Et pourtant, quand je lui serre la main, sa poigne me donne un indice; Mathieu Bouchard Lapointe, alias Matt Angel, est bel et bien un lutteur. Ça, et les traces de mains rougies sur son chest, souvenirs de ses deux combats de la veille. D’ailleurs, je l’attrape avant qu’il ne parte pour Gatineau, où il lutte le soir même, pour ensuite revenir à Montréal pour un 4e combat en trois jours : «C’est quand même rough sur le corps. C’est niaiseux, mais la route, c’est rough sur le corps. Mettons que je fais 4h pour venir [à Montréal], je remonte… ça devient dur».
Dur parce qu’en plus, Matt Angel n’est pas de Montréal… mais de Jonquière. Qu’est-ce qu’il fait dans la vie? «Je vais te surprendre, moi je suis agriculteur!»
Il est le seul lutteur saguenéen à faire la tournée ainsi, et il y a une raison : Jonquière, c’est loin! Mais Matt ne quitterait jamais sa ferme : « Ça se gère bien. Le pourquoi, c’est que j’ai saisi l’opportunité, ce que beaucoup n’ont pas fait. Y’en a beaucoup au Saguenay qui avaient vraiment beaucoup de talent, mais ils n’étaient pas prêts à faire les sacrifices. Ça me freine pas parce que je suis prêt à le faire, ce qui va me freiner, c’est quand je ne serai plus prêt à le faire».
En fait, il ne quitterait sa ferme pour rien au monde… sauf pour la lutte : «Demain matin, si tu m’offres de quoi d’intéressant, j’abandonne tout immédiatement». C’est que Matt Angel est un vrai passionné de lutte. Quand il me parle de lutte, il s’emballe, il a la fougue de sa jeunesse (il n’a que 23 ans!). Et cette passion ne date pas d’hier : «J’ai su qu’il y avait des cours qui se donnaient à Jonquière, mais j’étais trop jeune, j’avais juste 15 ans. Ils m’avaient dit faut que t’ailles 16 ans, fait que j’ai attendu un an pis à 16 ans pile, je me suis inscrit.»
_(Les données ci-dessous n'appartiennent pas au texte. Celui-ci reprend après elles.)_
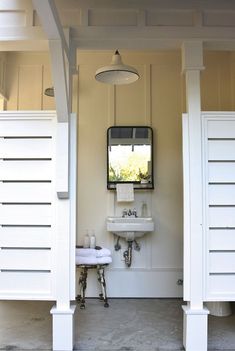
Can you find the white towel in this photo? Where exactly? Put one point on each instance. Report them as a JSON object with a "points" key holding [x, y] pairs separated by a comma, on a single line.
{"points": [[125, 192], [93, 252], [91, 260], [103, 253], [86, 252]]}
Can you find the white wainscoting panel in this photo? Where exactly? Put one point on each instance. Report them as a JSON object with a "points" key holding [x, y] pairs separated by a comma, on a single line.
{"points": [[219, 205], [27, 205]]}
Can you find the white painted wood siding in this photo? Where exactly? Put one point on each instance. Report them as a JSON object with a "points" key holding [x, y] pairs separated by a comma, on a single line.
{"points": [[219, 205], [27, 205]]}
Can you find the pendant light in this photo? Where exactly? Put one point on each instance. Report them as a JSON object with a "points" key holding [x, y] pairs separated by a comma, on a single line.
{"points": [[117, 73]]}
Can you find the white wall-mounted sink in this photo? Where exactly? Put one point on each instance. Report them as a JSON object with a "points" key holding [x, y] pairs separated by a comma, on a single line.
{"points": [[130, 227]]}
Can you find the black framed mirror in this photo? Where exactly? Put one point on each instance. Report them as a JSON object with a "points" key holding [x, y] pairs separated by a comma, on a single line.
{"points": [[130, 156]]}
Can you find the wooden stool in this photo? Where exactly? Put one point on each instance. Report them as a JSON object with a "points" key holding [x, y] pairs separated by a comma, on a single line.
{"points": [[83, 283]]}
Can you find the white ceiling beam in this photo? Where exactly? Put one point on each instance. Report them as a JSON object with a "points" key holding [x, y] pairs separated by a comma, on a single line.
{"points": [[21, 33], [50, 21], [158, 37]]}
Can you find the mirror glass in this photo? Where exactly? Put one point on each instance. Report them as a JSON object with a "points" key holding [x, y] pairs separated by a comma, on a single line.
{"points": [[130, 157]]}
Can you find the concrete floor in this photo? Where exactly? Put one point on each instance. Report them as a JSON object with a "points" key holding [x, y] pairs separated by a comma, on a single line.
{"points": [[127, 325]]}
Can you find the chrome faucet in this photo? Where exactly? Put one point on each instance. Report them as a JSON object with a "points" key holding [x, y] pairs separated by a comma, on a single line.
{"points": [[134, 212], [124, 213]]}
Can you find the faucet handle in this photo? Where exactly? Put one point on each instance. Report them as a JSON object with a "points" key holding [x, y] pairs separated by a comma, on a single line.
{"points": [[134, 212], [124, 212]]}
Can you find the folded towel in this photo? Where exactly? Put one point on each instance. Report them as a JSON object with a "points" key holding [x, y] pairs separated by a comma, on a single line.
{"points": [[86, 252], [91, 260], [103, 253], [93, 252]]}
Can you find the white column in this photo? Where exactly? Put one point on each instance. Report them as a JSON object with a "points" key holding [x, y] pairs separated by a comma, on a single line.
{"points": [[195, 316], [63, 311]]}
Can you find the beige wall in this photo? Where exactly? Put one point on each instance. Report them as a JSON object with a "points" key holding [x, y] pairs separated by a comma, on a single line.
{"points": [[27, 76], [158, 100]]}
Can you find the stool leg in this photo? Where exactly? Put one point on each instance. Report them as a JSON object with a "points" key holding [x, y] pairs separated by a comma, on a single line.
{"points": [[78, 297], [101, 279], [83, 284]]}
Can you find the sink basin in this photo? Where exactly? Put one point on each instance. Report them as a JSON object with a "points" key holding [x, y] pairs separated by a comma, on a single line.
{"points": [[130, 227]]}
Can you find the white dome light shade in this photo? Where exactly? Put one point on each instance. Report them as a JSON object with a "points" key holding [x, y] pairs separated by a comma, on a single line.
{"points": [[117, 73]]}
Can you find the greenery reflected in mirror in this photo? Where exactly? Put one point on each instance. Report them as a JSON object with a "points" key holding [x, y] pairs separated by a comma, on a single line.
{"points": [[130, 158]]}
Et ce n’étaient pas des débuts faciles : «J’étais vraiment pas bon quand je faisais les cours. Pendant 70% du cours, [mon entraîneur] a juste pensé me mettre dehors. J’étais vraiment pas bon, je suivais pas pantoute. Finalement, je suis le seul qui a terminé. On a commencé à 8 et je suis le seul qui a fini».
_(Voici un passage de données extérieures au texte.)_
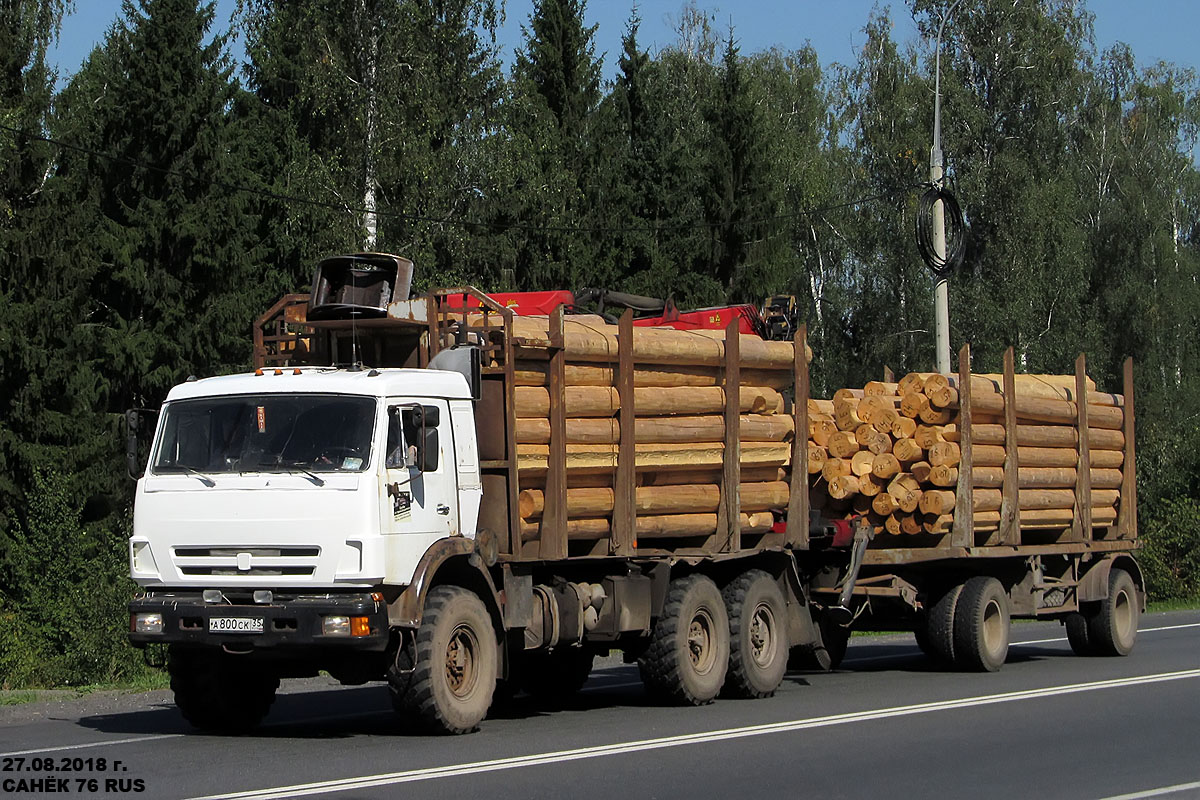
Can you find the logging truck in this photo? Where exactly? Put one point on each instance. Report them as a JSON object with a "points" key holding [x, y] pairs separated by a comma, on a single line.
{"points": [[467, 495]]}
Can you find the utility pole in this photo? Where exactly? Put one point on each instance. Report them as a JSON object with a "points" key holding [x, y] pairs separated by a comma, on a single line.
{"points": [[936, 174]]}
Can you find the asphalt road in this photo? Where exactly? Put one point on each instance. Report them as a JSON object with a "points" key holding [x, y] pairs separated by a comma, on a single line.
{"points": [[888, 725]]}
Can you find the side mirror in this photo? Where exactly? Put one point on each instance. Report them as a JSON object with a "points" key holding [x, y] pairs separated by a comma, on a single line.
{"points": [[429, 456], [138, 429]]}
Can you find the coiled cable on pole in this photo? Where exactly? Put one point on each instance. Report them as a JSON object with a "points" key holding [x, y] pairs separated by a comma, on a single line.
{"points": [[955, 232]]}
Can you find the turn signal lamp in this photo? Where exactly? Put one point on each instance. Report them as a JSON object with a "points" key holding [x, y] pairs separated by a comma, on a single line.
{"points": [[145, 623]]}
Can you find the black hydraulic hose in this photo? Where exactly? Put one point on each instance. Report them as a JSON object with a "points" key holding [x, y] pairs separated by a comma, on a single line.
{"points": [[955, 232]]}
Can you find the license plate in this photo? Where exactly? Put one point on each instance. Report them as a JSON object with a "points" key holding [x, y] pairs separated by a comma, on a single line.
{"points": [[235, 625]]}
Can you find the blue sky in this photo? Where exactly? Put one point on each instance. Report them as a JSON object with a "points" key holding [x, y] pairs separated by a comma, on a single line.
{"points": [[1156, 29]]}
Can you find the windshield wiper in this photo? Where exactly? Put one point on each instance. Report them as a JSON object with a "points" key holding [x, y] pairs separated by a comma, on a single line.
{"points": [[204, 479], [313, 476]]}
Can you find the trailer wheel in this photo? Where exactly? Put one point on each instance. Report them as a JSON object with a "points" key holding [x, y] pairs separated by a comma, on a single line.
{"points": [[689, 648], [216, 692], [757, 635], [940, 626], [1114, 627], [981, 625], [553, 677], [1078, 635], [455, 659]]}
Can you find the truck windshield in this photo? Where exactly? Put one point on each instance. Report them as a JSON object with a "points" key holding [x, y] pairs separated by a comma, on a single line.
{"points": [[263, 433]]}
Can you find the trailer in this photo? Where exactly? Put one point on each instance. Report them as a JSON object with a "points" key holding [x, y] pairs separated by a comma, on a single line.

Et malgré son jeune âge, ce ne sont pas les seules embûches qu’a affrontées Matt Angel. Partir de son Saguenay natal a été encore plus difficile.
«C’est fou comment tu peux penser que t’es un bon lutteur jusqu’à tant que t’ailles à l’extérieur. Mettons au Saguenay je peux lutter toutes les semaines, je vais affronter un gars peut-être 15 fois dans l’année, je me disais ‘’Oh, je fais des bons combats’’. Et là t’arrives à Québec contre un gars […] contre qui t’as jamais lutté, c’est pas la même game! […] Je suis habitué avec ma foule qui me connaît depuis des années, j’arrive à Québec : aucune réaction. [Je me disais] : Qu’est-ce que je fais icitte moi-là?»
Et ce n’est pas qu’auprès du public qu’Angel a dû lutter pour se mériter le respect. Acquérir le respect de ses pairs a été un encore plus grand défi : «Ce que j’ai trouvé le plus difficile de partir du Saguenay et d’aller à l’extérieur, c’était de me faire respecter des autres lutteurs. Tu regardes Québec, Montréal, Toronto, Ottawa, c’est tous des gens qui se connaissent; soit ils ont fait leurs cours ensemble, soit ils ont voyagé ensemble pour faire Montréal-Québec. Moi, je suis parti tout seul, j’arrive du Saguenay, personne me connaît. Je me présente, […] j’ai l’air d’avoir 11 ans!»
«Le respect, je l’ai eu surtout en luttant, mais aussi parce que je suis un gars qui est vraiment respectueux, je serre toujours les mains, toujours souriant, toujours de bonne humeur avec tout le monde».
Si vous avez déjà vu Matt Angel lutté, vous le savez, il se distingue par une chose : son style acrobatique de high-flyer. Pourquoi avoir choisi ce style dangereux? Par nécessité : «Je suis pas le gars le plus gros, mais quand j’ai commencé je pesais 120 livres, tsé».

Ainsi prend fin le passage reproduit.